Medicare has been forced to handle greater responsibility with fewer resources during the past 10 years but needs a makeover rather than complete cosmetic surgery, a report has concluded.
Despite finding "no compelling need for a radical overhaul of Medicare's governance," a panel of industry experts said in its 80-page report that Medicare suffers from insufficient resources, outdated information systems and congressional micromanagement. In fact, those shortcomings and others have reached a "critical level," said panelists who researched the report for the Washington-based National Academy of Social Insurance, a not-for-profit think tank.
The report said chief among Medicare's problems is inadequate administrative funding for its growing responsibilities, although it did not recommend a specific level of increase. "Medicare must have more money for the heavy burden of administering such a complex program, including processing a staggering load of nearly 1 billion claims per year, communicating with beneficiaries and writing regulations for Medicare's payments to more than 6,000 hospitals," the institute said in connection with the report's release last Tuesday.
The 13 panelists who worked on the report starting two years ago included Gail Wilensky, former administrator of what was then called HCFA, now the Centers for Medicare and Medicaid Services, and former American Medical Association President Thomas Reardon, M.D. Sheila Burke, a Smithsonian Institution official and former Senate aide, chaired the panel.
The Robert Wood Johnson Foundation funded the study, which provides a defense of the CMS and reinforces the long-discussed need to modernize the critical but struggling government program, panelists and others contacted for this story said.
One significant finding for hospital administrators is a section of the report focused on fraud and abuse, said Thomas Oliver, associate professor in the Bloomberg School of Public Health at Johns Hopkins University in Baltimore, and one of the NASI panelists. That part of the report expresses concern about the federal government's increasingly aggressive pursuit of providers that are not often given "clear and concise explanations of coding and billing requirements."
Many members of the panel agreed fraud and abuse detection and prosecution have been an "effective and justifiable effort up to a point, but ... we were concerned as a panel that there be more careful weighing of who is being pursued and how they are being pursued," Oliver said.

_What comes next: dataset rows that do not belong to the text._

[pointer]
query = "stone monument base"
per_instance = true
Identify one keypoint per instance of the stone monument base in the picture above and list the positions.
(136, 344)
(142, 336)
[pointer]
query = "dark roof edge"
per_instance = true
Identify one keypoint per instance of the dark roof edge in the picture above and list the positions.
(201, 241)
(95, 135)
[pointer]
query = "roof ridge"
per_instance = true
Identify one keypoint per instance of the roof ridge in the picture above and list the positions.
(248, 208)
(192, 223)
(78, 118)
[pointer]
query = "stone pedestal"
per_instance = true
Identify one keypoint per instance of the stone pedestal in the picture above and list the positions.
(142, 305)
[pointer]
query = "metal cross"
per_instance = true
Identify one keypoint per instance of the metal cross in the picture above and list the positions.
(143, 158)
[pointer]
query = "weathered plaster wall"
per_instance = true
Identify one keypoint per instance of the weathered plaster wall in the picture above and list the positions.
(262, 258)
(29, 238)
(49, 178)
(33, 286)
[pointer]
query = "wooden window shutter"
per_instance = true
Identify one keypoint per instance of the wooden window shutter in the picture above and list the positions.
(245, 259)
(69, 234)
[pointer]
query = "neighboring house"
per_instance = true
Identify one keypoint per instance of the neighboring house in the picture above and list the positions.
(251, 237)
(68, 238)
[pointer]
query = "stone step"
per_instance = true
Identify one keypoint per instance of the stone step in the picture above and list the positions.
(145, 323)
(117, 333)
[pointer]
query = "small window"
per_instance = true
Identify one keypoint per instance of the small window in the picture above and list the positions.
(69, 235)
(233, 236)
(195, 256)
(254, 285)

The Health Insurance Portability and Accountability Act of 1996, which appropriated more funds to hunt down fraud and abuse, coupled with a dramatic expansion of the inspector general's office to all 50 states, has made a "delicate matter" of striking the right balance between effective fraud and abuse enforcement and "maintaining a positive relationship with the provider community," according to the NASI report.
Aside from law enforcement, the report said the CMS' bureaucratic obligations have grown over the past 10 years without a commensurate increase in funding. Benefit outlays increased 97% and claims volume increased 50% from 1992 to 2002 as management appropriations rose only 26%, according to NASI (See chart).
That represents "a serious mismatch between the agency's responsibilities and the resources allocated to fulfill them," the report said.
Congressional oversight of the CMS has contributed significantly to the difficulty of managing those responsibilities and the massive Medicare program itself, the report said.
"The Medicare program is inherently challenging and complicated, and a very daunting program to administer even in best of administrative times," Oliver said. Now, he added, public faith in government and its relationship with the healthcare provider community are "not as strong in this era as they were when Medicare was passed. Then there was much more cooperation, collaboration and trust."
Provider groups, which continually lobby lawmakers to get what they want from Medicare, disagreed with the assessment that congressional involvement harms the program.
"So-called micromanagement comes from the fact that the Medicare program is in need of fundamental change; the payment system is fundamentally broken," said Carmella Coyle, the American Hospital Association's senior vice president of policy. "That has led to an effort to fix and adjust the system in important ways for beneficiaries. We don't see that as micromanagement. Congress is responding to real needs."
As they reviewed potential ways to modernize Medicare, panelists considered new governance structures including one that would take the CMS out from under the HHS umbrella. Such a move could increase the CMS' "responsiveness and flexibility" but could also eliminate the valuable "political buffer" HHS provides, according to the report.
The NASI report included 12 recommendations for policymakers as they assess Medicare's ability to meet the needs of a rapidly growing beneficiary population.
Among the recommendations:
* Increase CMS funding so the agency can "fulfill its responsibilities;"
* Do not enact major policy changes in the near term that would further overwhelm the CMS;
* Improve information technology funding to replace computers and claims systems that "are vital to helping Medicare accomplish its core mission" but are "sorely in need of replacement;" and
* Improve communication with beneficiaries so they can make more informed choices about Medicare and Medicaid.